Предположение “съела что-то не то” отметаю сразу. В том ресторане продукты свежее, чем мы можем себе представить.
А вот вариант с Давидом я отмести не могу. И думаю о нем только чаще и чаще.
Наконец-то приезжает врач. Мне с трудом хватает сил не наорать на него и не закинуть Маше в комнату, схватив за шкирку.
Он осматривает ее, хмурится, задает вопросы, но сама Маша не слишком в состоянии что-то ему отвечать. Говорю за нее, что знаю, и выдвигаю теорию с тем, что ей могли что-то подсыпать. Доктор соглашается, что это может быть оно, и берет кровь на анализ, чтобы точно удостовериться в наших мыслях.
После часа беспрерывного введения ей препаратов в капельницу, она оживает. Ей заметно становится лучше, она перестает быть настолько бледной и у нее чуть поднимается температура, хотя остается еще ниже нормы.
Но по сравнению с тем, что с ней было… Это большой прогресс.
Врач оставляет рекомендации, что с ней делать, и обещает отдать кровь в лабораторию как можно скорее.
Мне не нужен анализ, чтобы удостовериться, что именно с Машей. Тем более, доктор не опроверг, а почти подтвердил мою теорию. Но я трепетно жду ответа в лаборатории, и хожу вокруг Маши верным служебным псом.
Как я мог хотеть отдохнуть от нее? Как я вообще собираюсь прожить без нее хотя бы несколько минут?
Маша все еще очень слаба, но теперь она практически спокойно спит, вздрагивая лишь временами.
Я ненавижу этого ублюдка. Если моя теория подтвердится — я размажу его по стенке. И мне будет плевать на его влиятельного папочку и кого бы то ни было еще.
Я снова сажусь на край ее кровати. Мне постоянно приходится проверять, как она дышит, не стала ли еще холоднее, не хнычет ли во сне от плохого самочувствия. Проверяю скорее для собственного успокоения, а еще для того, чтобы провести с ней больше времени.
Ленка, кстати, реально звонит каждые полчаса. Не говорю ей пока о теории, не хочу портить им поездку и вырывать ее сердце такими новостями. Приедут домой — расскажу всё. А пока говорю, что поставили капельницы и она уже идет на поправку. Этого будет достаточно.
Уже поздно вечером звонит врач. Говорит, что заедет поставить капельницу сам, заодно расскажет об анализах.

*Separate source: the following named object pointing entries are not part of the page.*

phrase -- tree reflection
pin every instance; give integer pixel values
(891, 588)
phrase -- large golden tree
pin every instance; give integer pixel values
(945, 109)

— В ее крови действительно обнаружены сильнодействующие наркотические вещества. Доза не опасна для жизни, да и для здоровья в целом, но вот такой разовый эффект после принятия дать вполне может. Мария ведет здоровый образ жизни и на ее вес этого в целом было более чем достаточно, чтобы вызвать такой эффект. Я добавлю еще пару лекарств и через пару дней, я думаю, ей будет сильно лучше. Потом назначим восстанавливающее лечение, чтобы точно исключить негативное воздействие на органы.
— Я понял, — говорю, что понял, а у самого в голове гудит уже от ненависти. Я убью его. Собственными руками.
— Ярослав, вы понимаете, что я не сообщу в полицию, хотя обязан, только потому что ваш отец — мой хороший друг, и вы попросили сохранить тайну. Но если нужно будет дать заключение против того, кто сделал это с Марией, я готов пожертвовать даже местом в частной клинике, но предоставить все подтверждающие бумаги.
— Да, спасибо, док, думаю, это не понадобится.
Я справлюсь сам.
Док остается ставить Маше капельницу, а я пользуюсь тем, что у меня есть час времени, пока Маша в надежных руках.
Говорю ему, что мне срочно нужно отъехать, и звоню Димону, обрисовываю ситуацию.
Я бы мог и всех пацанов позвать, но это будет слишком палевно. Мне нужна тишина, максимальная непринужденность, и Димон, у которого кмс по рукопашке.
Он отзывается сразу, и через двадцать минут мы, заряженные ненавистью, паркуемся в ста метрах от дома этого ушлепка.
Я знаю, где он живет, потому что я, хоть и не хочу, но с детства варюсь в этих папиных кругах, пока он только начинал бизнес, и когда поднял его на крутой уровень.